A: I do not have the advantage of knowing what you looked before surgery, what your overall implant designs looked like nor any of the thought process that went into the design of them. But as a general statement custom facial implants designs are always a bit of a ‘guess’ as to what will meet the patient’s aesthetic goals. No surgeon or patient can ever accurately predict what aesthetic outcome a first time custom facial implant will do. The design technology does not yet exist as to know after surgery what the exact aesthetic outcome will be. That is undoubtably why, in my extensive experience, that about 1/3 of all custom facial implants undergo revision or replacement surgery for under- or over correction issues.
That being said, you now have the insight of precisely knowing what the effects are of the implants dimensions that were chosen. That is a tremendous advantage in designing implant replacements. Speaking specifically about horizontal projection at the infraorbital-malar transition area, I have seen patients who ultimately required up to 10mms of projection. The key in having greater projection in this area is that the footprint of the implant would likely need to be greater to allow a smoother transition into the surrounding bone. (aka a natural look) Otherwise a shelf effect is created which would definitely look unnatural.
Dr. Barry Eppley
Indianapolis, Indiana
Q: Dr. Eppley, I’m a man and have very prominent temple lines (superior temporal lines), I think they are called. It causes the arteries at the side of my head to constantly bulge which looks unsightly. Is it possible to flatten, or create a channel in, a small part of each temple line to relieve the pressure on the arteries and thus reduce the swelling/bulging?
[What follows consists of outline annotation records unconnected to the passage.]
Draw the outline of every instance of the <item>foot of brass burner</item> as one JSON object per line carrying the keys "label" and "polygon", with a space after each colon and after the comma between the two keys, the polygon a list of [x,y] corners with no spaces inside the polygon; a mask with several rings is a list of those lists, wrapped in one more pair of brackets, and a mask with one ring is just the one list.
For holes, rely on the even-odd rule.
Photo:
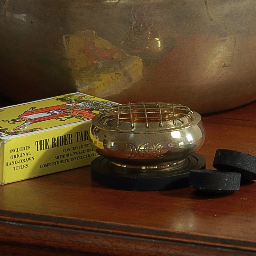
{"label": "foot of brass burner", "polygon": [[205,169],[205,160],[194,153],[185,159],[177,168],[154,169],[139,172],[134,168],[114,166],[102,156],[94,159],[91,164],[92,179],[105,187],[122,190],[154,191],[172,189],[188,187],[189,171]]}

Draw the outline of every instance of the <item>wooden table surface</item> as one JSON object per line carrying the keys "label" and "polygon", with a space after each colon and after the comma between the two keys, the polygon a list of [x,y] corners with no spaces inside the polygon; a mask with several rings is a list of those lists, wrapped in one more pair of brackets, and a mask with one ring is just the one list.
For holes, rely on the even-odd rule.
{"label": "wooden table surface", "polygon": [[[256,156],[256,102],[203,117],[198,153]],[[207,196],[186,188],[115,190],[89,166],[0,186],[0,255],[256,255],[256,184]]]}

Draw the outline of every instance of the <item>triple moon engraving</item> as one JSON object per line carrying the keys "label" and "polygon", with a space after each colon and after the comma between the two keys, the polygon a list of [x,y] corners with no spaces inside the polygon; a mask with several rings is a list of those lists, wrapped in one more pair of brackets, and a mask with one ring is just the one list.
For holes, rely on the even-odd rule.
{"label": "triple moon engraving", "polygon": [[138,147],[131,143],[126,143],[126,145],[131,151],[131,154],[128,156],[129,158],[134,157],[137,155],[142,158],[151,158],[154,156],[158,157],[163,157],[164,156],[162,152],[163,149],[163,143],[158,143],[155,146],[146,142],[141,144]]}

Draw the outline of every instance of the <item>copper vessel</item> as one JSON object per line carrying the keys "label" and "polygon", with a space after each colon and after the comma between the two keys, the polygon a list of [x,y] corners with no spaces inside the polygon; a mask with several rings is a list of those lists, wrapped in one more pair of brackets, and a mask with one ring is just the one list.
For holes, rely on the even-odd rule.
{"label": "copper vessel", "polygon": [[[254,0],[4,0],[1,92],[77,90],[200,114],[256,100]],[[134,92],[136,92],[134,93]]]}

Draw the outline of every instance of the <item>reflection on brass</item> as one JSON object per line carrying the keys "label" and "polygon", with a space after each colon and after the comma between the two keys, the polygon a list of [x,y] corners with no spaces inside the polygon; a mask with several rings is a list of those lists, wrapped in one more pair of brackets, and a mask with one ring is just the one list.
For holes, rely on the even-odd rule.
{"label": "reflection on brass", "polygon": [[147,102],[111,107],[92,119],[93,148],[113,164],[177,168],[203,144],[200,115],[180,104]]}
{"label": "reflection on brass", "polygon": [[[255,9],[255,0],[2,1],[1,93],[20,102],[78,90],[200,114],[240,106],[256,100]],[[75,47],[88,31],[125,56],[118,72],[116,55],[89,63],[86,37]]]}

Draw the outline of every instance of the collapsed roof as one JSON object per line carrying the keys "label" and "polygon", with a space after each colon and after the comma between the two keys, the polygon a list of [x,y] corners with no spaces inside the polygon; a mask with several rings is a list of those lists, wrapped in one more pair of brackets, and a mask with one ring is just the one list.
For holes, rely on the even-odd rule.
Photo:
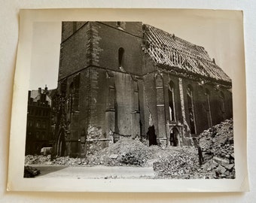
{"label": "collapsed roof", "polygon": [[158,66],[231,83],[203,47],[147,24],[143,32],[143,49]]}

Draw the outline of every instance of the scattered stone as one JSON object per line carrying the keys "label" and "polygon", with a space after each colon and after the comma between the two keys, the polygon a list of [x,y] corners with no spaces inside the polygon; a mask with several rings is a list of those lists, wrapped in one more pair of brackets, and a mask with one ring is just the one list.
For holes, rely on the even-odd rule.
{"label": "scattered stone", "polygon": [[219,165],[215,171],[217,171],[218,174],[224,174],[226,172],[227,169],[223,167],[221,165]]}
{"label": "scattered stone", "polygon": [[40,174],[40,170],[29,165],[24,166],[24,177],[34,177]]}
{"label": "scattered stone", "polygon": [[230,163],[230,160],[227,159],[221,159],[221,158],[219,158],[218,156],[214,156],[212,159],[215,162],[217,162],[218,164],[226,165],[228,165]]}
{"label": "scattered stone", "polygon": [[117,157],[118,157],[117,154],[111,154],[111,156],[109,156],[110,159],[117,159]]}

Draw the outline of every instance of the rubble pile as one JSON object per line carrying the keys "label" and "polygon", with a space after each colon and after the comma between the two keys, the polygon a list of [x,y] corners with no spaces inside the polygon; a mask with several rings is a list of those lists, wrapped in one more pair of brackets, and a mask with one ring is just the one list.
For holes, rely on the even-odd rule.
{"label": "rubble pile", "polygon": [[198,141],[204,159],[203,172],[206,177],[235,178],[233,120],[204,131]]}
{"label": "rubble pile", "polygon": [[70,158],[69,156],[61,156],[57,157],[53,159],[51,165],[85,165],[86,160],[84,158]]}
{"label": "rubble pile", "polygon": [[123,138],[88,158],[89,164],[143,166],[153,157],[153,150],[139,140]]}
{"label": "rubble pile", "polygon": [[189,147],[170,147],[165,157],[153,163],[153,169],[159,177],[177,179],[194,178],[200,171],[197,151]]}
{"label": "rubble pile", "polygon": [[50,155],[37,156],[37,155],[27,155],[25,156],[25,165],[29,164],[44,164],[50,162]]}
{"label": "rubble pile", "polygon": [[40,174],[40,170],[29,165],[24,166],[24,177],[34,177],[38,174]]}

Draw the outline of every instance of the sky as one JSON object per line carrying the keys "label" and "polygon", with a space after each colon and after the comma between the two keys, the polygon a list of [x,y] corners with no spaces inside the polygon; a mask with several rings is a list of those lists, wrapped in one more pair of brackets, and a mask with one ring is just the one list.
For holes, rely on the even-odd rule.
{"label": "sky", "polygon": [[[163,10],[160,13],[152,10],[136,11],[132,17],[130,11],[115,14],[120,17],[119,21],[142,21],[203,47],[231,79],[232,66],[237,65],[236,58],[243,56],[242,24],[238,12],[211,11],[206,15],[198,10]],[[118,20],[108,17],[105,21],[114,20]],[[49,89],[56,88],[61,20],[34,23],[32,36],[29,89],[45,85]]]}

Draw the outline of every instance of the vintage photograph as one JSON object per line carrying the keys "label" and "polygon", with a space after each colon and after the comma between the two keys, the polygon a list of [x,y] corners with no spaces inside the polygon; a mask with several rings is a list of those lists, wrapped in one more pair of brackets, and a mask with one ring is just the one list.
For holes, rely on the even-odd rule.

A: It is possible and not uncommon to do temporal line reduction as part of forehead reshaping surgery or as a stand alone procedure. However a prominent temporal line is likely not the source of your prominent temporal arteries and I would not expect the bony reduction to solve their bulging appearance. Prominent temporal arteries are treated by a multilevel ligation technique which can be done at the same time as bony temporal line reduction.